This thought hasn’t left my mind since I listened to this podcast about the movie ‘Tim’s Vermeer’. In art, does the end justify the means? Tim is Tim Jenison, a Texas-based inventor and software developer, who thinks it is very possible that Vermeer, the great 17th-century Dutch painter, was using technology to paint his masterpieces, and able to produce these amazing compositions, which have an undeniable photographic appearance, without a lot of training. The movie, directed by Teller from the magician duo Penn and Teller, shows Tim Jenison demonstrating how Vermeer was probably not only using the old camera obscure trick, but was also using more complex mirror reflections to trace the shape and the colors directly on the canvas. Jenison demonstrates the process in the documentary, making a perfect copy of a black and white photograph of his father and even goes to the length of recreate the artist’s masterpiece ‘The Music Lesson’. For accomplish this, he didn’t want to make a copy from the original painting, he wanted to do it from scratch! So he rebuilt the scene that Vermeer painted, an exact copy of the painter’s Delft studio with the exact same furniture, colors and people, and he demonstrated he could paint it just like Vermeer did, using mirrors!
For Jenison, this can explain the photographic nature of a Vermeer, the out of focus, the subtle gradations of light not noticeable to the human eye and present in Vermeer’s paintings, and the fact that he was painting directly on the canvas, without drawing first. Plus apparently, optic was very big at the time in the Netherlands. Of course, Vermeer’s fans are gonna be offended by such a claim, after all there is no formal proof he was really doing this, but this is also asking a fundamental question in art: Does this remove all magic from a Vermeer’s painting? Does technology help art or make it cheaper, because suddenly everyone can be Vermeer with a few mirrors and a lot of patience? Can an artist also be a technician, or does this remove all value in art?
These are essential questions, which find their equivalent in music of course. With all the computer technology available these days, a computer is the ultimate instrument capable of reproducing any instrument, capable of manipulating any sound. I rarely see a band which doesn’t use technology on stage, and it would be crazy to think it is not acceptable. Technology affects music in a lot of ways but does it cheapen it like Vermeer’s mirrors? Let’s be honest, I have a computer and can’t create music, just like Jenison’s Vermeer can’t match the original for some obscure reasons according to the critics – I still have to go see the movie to judge by myself. Technology doesn’t cheapen art, but it may erase the god-like aspect of the inspiration that some people like to see in art, and this may be a good thing.

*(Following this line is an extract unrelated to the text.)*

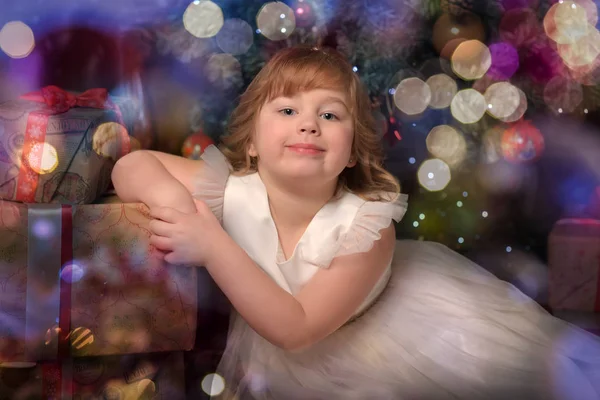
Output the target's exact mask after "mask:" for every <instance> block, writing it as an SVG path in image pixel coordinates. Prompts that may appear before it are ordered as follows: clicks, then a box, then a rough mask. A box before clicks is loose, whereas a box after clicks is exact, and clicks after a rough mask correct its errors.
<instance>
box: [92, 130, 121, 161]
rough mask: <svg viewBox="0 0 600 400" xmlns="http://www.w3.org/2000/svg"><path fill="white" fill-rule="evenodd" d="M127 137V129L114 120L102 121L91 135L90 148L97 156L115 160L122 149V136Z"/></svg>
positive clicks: (120, 153)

As Teller said in an interview, ‘art is work like anything else – concentration, physical pain’,… adding that how an artist manages ‘to get there is irrelevant’, since ‘there are no rules in art’. At the end, technology removes the supernatural dimension of an artist, it kills the mystic we like to see in them, they become humans, artists, scientists and techies all at once, just working hard to get there.